Dog Breeds For Patients With Asthma

Dog Breeds For Patients With Asthma

Allergy to dogs occurs when a person has an allergic reaction to animal dander that dogs bounce. Dandruff generates allergy by provoking the proteins of saliva and urine, which are often responsible for allergies. The animal's own skin is not really the main culprit of the allergy.

There is no such thing as a race of hypoallergenic dogs.

Mayo Clinic and the American Academy of Allergy, Asthma, and Immunology (AAAAI)

Living with dogs

Does asthma mean you have to live your life without dogs? For some people, yes, but for another it is not necessarily so. It is believed that dogs with less skin and more hairs are less allergenic. For some of my patients, this is true.

There are dogs that are supposedly hypoallergenic, which simply means that they have less allergic substances. Although there has been much talk about so-called hypoallergenic dogs before - especially when President Obama and his family were buying their dog Bo--, the fact is that all dogs can cause allergies. Having said that, it is still possible to find a dog that does not make the symptoms of your asthma worse.

In 2011, Charlotte E. Nicolás, MPH, and her fellow researchers at the Henry Ford Health System in Detroit, compared the allergen levels of dogs in homes with supposedly hypoallergenic dogs to allergen levels in households with non-allergenic dogs. hypoallergenic. The result was that the canine allergen appeared in both groups.

This finding, published in the American Journal of Rhinology & Allergy, led representatives from both the Mayo Clinic and the American Academy of Allergy, Asthma, and Immunology to affirm that there was no such thing as hypoallergenic dog breeds.

However, this does not necessarily mean that all people with asthma can not have a dog, although 30 percent of people with asthma have an allergy to animals, compared to 10 percent of the general population, as indicated in Kidshealth. org.

Try these breeds

Bitches and Labradors can release lower amounts of dog allergens, according to the Mayo Clinic. In addition, mixed goldendoodle and other breeds, as well as the soft-coated wheaten terrier, are often sold as hypoallergenic because they shed very little hair. Of course, when you do not throw it, your skin can still be loaded with dog allergens.

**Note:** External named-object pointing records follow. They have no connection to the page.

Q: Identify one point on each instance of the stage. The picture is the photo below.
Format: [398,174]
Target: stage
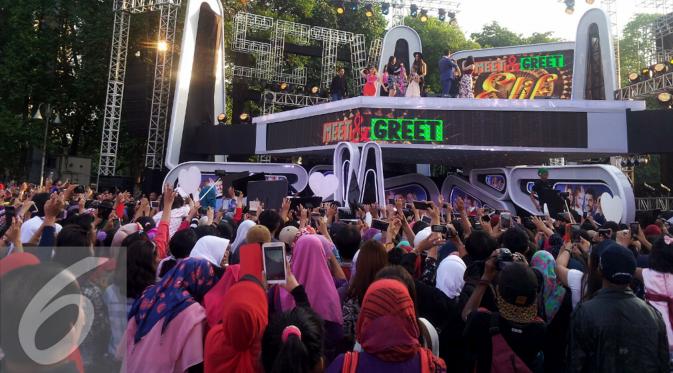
[459,132]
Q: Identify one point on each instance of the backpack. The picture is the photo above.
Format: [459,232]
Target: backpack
[503,358]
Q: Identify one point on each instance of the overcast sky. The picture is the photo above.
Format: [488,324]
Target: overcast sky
[528,16]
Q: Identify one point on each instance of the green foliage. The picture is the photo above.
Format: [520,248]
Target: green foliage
[633,45]
[437,36]
[493,35]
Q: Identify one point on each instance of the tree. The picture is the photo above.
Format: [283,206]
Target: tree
[635,45]
[437,36]
[493,35]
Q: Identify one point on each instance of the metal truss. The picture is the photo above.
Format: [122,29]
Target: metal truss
[271,100]
[162,88]
[270,57]
[610,7]
[647,88]
[660,6]
[117,73]
[115,92]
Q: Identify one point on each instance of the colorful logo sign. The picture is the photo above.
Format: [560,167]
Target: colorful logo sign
[524,76]
[388,130]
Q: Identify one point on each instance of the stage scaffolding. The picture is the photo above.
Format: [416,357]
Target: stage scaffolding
[272,99]
[123,9]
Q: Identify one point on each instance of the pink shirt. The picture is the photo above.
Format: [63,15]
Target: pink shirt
[180,347]
[660,283]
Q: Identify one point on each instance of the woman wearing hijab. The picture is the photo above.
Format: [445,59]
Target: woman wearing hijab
[450,276]
[309,265]
[388,332]
[167,323]
[212,249]
[235,344]
[555,307]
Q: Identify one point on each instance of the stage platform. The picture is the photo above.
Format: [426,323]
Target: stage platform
[467,132]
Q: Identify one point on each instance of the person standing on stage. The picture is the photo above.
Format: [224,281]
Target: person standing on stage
[420,69]
[338,87]
[447,70]
[465,89]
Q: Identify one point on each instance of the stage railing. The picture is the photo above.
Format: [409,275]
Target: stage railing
[654,203]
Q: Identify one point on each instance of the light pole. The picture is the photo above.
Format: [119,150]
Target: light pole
[38,116]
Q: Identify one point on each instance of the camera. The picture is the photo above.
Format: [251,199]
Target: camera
[504,259]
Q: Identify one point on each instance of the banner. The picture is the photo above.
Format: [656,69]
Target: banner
[524,76]
[542,129]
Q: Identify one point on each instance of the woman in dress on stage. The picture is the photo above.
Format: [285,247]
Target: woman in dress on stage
[465,89]
[420,68]
[371,79]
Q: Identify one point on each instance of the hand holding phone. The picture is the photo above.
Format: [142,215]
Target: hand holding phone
[274,262]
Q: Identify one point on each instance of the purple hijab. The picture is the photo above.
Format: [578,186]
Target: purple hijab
[309,266]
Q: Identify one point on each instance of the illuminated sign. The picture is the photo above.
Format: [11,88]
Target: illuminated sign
[524,76]
[354,129]
[416,130]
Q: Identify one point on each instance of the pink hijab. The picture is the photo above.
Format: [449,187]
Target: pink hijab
[309,265]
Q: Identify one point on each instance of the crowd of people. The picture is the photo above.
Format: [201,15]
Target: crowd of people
[409,287]
[396,81]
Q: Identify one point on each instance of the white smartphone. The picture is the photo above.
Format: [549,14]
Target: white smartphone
[274,262]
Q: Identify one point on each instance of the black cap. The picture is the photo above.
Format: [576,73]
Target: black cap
[617,264]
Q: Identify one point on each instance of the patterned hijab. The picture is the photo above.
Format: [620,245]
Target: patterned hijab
[182,286]
[553,292]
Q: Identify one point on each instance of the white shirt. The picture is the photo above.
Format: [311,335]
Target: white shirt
[30,226]
[575,285]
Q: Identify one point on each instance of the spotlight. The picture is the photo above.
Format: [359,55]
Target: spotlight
[385,9]
[424,15]
[245,118]
[660,68]
[413,10]
[646,72]
[162,46]
[341,9]
[368,10]
[665,98]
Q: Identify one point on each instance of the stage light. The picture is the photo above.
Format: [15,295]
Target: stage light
[646,72]
[665,98]
[341,9]
[660,68]
[162,46]
[424,15]
[413,10]
[441,14]
[369,12]
[385,9]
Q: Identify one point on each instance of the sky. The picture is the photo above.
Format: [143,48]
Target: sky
[528,16]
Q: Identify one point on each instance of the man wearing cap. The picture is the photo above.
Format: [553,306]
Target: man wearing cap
[543,193]
[616,331]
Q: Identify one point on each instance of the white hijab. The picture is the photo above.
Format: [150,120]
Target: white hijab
[241,233]
[210,248]
[450,276]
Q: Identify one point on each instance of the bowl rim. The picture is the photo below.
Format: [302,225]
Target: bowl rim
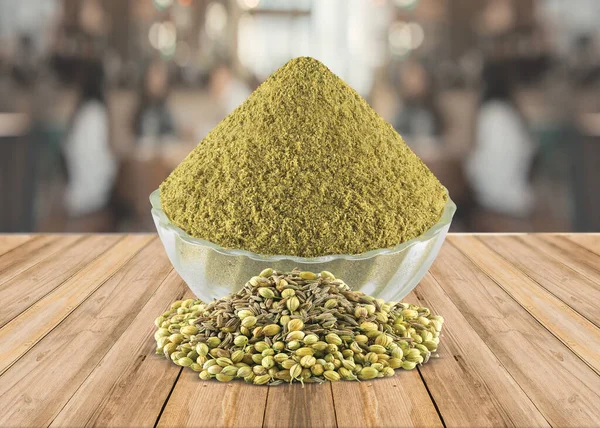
[163,220]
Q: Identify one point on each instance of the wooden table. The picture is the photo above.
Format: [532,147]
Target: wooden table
[520,346]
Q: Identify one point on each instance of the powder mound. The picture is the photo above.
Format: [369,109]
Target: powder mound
[303,167]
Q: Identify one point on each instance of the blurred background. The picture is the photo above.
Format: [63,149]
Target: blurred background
[101,99]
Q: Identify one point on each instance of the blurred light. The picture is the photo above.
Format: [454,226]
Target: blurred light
[246,40]
[163,4]
[248,4]
[216,20]
[404,37]
[153,35]
[163,36]
[183,54]
[417,35]
[406,4]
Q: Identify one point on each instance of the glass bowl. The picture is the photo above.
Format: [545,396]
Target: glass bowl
[212,271]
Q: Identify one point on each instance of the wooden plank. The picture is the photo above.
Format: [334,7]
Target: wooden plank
[25,289]
[129,369]
[561,386]
[591,241]
[32,252]
[574,330]
[293,405]
[40,383]
[196,403]
[569,253]
[10,242]
[24,331]
[568,285]
[467,368]
[401,400]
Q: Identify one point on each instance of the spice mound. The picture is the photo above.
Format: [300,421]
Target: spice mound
[297,327]
[304,167]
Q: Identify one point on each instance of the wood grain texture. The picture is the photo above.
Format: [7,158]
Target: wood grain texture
[396,401]
[212,404]
[24,331]
[10,242]
[290,405]
[27,288]
[40,383]
[130,369]
[32,252]
[574,330]
[569,253]
[467,368]
[561,386]
[77,346]
[572,288]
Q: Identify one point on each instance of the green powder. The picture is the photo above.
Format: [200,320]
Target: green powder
[303,167]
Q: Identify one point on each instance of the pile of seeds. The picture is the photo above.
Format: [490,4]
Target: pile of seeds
[296,326]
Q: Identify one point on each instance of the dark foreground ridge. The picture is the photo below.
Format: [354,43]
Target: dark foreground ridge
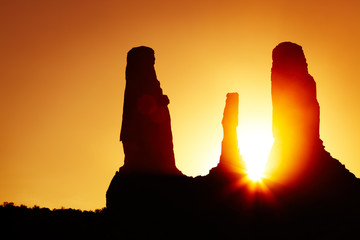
[310,194]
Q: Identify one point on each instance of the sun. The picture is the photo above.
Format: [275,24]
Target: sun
[255,142]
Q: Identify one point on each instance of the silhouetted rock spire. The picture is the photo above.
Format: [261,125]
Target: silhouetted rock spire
[230,159]
[298,155]
[146,130]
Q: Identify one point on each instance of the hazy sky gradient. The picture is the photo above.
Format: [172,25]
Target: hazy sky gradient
[62,74]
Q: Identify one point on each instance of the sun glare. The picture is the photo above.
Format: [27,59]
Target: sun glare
[255,143]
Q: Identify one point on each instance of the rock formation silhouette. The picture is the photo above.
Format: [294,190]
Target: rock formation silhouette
[298,156]
[146,130]
[307,193]
[230,159]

Other races to consider include the basenji, the Chinese crested, the poodle, the shih tzu and the bichon frisé.

Less skin detachment causes dead skin cells (or dandruff) to be deprived of a path to the air, the floor, your furniture and your lungs.

Tips and ideas

The tips the Mayo Clinic gives to reduce allergy symptoms, in case you really want to have a dog, include:

• Get a small dog, since one more dog Small means less dandruff. • Keep the dog out of your bedroom or anywhere you spend a lot of time. • Keep the dog outdoors when the weather is good. • Bathe your dog every week to help eliminate dandruff (or better yet, ask someone to bathe your pet). • Clean floors regularly. A floor without carpet is good because not so dandruff will not be caught. If you have carpets, wash them regularly with shampoo. • Filter the air in your home using a high efficiency particulate air purifier (HEPA) and ventilation filters. This can help you eliminate allergens from the air.

I also recommend that everyone in the family wash their hands after touching a pet, although, of course, this rule is more difficult to implement.

If you or someone in your family has asthma, be sure to check with an asthma specialist about having a dog or other pet at home. In addition to providing you with advice, your doctor may be able to adjust medications or offer allergy immunotherapy vaccines to help reduce sensitivity to dog allergens.

About the author

Boyan Hadjiev, MD, has practiced his medical profession for five years and has a double certificate in internal medicine (2003) and allergy and immunology (2005).

Dr. Hadjiev graduated from the University of Michigan with a bachelor's degree in biology and an MD from the Cleveland Clinic-Case Western Reserve School of Medicine.